The weather remains lousy, my Weather Channel desktop keeps sounding thunder at me...





That makes it prime time to keep on baking. I've come to realize that baking good sourdough bread is going to be like learning Tai Chi. You learn it by doing it day after day, month after month. After a while you begin to get a feel for what's right, and you keep on making it, day after day.


This is my fifth batch, most of them have been edible, the best tasting one got left developing in the fridge for way longer than it was supposed to before being baked. I think I will keep that part of the technique. The latest one was really wet and floppy as dough, coming out of the oven it looks good but is still too hot to cut.

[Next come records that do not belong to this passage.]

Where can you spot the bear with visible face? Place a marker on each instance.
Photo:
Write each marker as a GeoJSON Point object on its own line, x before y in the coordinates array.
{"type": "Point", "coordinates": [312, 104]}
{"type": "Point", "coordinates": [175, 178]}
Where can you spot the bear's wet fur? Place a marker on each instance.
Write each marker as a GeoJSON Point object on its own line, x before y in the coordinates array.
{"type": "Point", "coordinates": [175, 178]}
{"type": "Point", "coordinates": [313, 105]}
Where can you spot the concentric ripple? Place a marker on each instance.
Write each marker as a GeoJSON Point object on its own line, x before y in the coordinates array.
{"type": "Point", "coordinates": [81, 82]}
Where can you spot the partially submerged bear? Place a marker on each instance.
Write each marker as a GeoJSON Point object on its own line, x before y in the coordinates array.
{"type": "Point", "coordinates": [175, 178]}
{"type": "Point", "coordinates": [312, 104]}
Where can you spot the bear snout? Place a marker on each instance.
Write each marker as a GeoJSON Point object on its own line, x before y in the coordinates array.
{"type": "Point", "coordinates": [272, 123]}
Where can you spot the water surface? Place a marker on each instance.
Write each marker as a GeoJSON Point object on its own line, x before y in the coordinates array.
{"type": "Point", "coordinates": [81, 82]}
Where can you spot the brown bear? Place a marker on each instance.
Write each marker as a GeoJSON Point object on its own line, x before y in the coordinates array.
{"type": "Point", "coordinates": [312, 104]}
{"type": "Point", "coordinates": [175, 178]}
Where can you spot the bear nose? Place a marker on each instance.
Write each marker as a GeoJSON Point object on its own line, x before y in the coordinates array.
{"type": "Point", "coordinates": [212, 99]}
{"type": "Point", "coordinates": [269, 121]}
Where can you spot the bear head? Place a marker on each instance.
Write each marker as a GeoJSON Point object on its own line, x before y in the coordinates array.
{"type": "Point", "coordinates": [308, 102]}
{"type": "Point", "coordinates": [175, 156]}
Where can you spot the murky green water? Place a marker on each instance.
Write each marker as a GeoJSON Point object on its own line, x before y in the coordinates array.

One thing I didn't expect was that it would take so much advance planning. It seems one should feed the starter 12 hours before one starts the dough, then there is making the dough, letting it sit for 4 or 5 hours, cutting and shaping the loaves, more rising, 12 hours of sitting in the fridge, 3 hours of warming up before just 30 minutes of baking. The first time I tried to do everything exactly right and I ended up setting an alarm clock and getting up in the middle of the night to shape the loaves, dozing on the couch for an hour and then putting the loaves in the fridge before going back to bed. Jeeze Louise! Well, I'm learning to think two days ahead, and doing something with bread every day and every evening. I have loaves at all stages now. I'm also getting a bit more casual about the timing. If something has to be done at a time that is not the time called for in the recipe, it just becomes a learning experience.

The best so far has been the dog biscuits I made with some extra starter, the recipe was out of the La Brea Bread Book. They're really just thick, dry, sourdough crackers and I can't stop eating them, I love the crunchiness. Oh, and the dogs love them too. It seems the sourdough smells real tasty to them, Chester keeps pointing his nose at the place where the starter is kept on the counter.

As I've said before, I am working with Nancy Silverman's La Brea Bread book. It makes great reading and will tell you everything you need to know, but it's pretty hard to cook from. She recommends that one learn to make a country loaf first, and the recipe takes up 16 pages! After wading through all of that information looking for the actual directions I took a pencil and underlined what I needed, typed it off and printed the one page recipe for my own use. The other recipes are not quite as bad, but one still has to look for the directions amid all of the info. I'm hoping another good bread book will come my way one of these days.

My friend let me borrow the Tassajara bread book, a classic from hippie times. I will be making my first loaf from it tomorrow. Their technique for working with the starter is different so I'm looking forward to seeing if it makes any difference.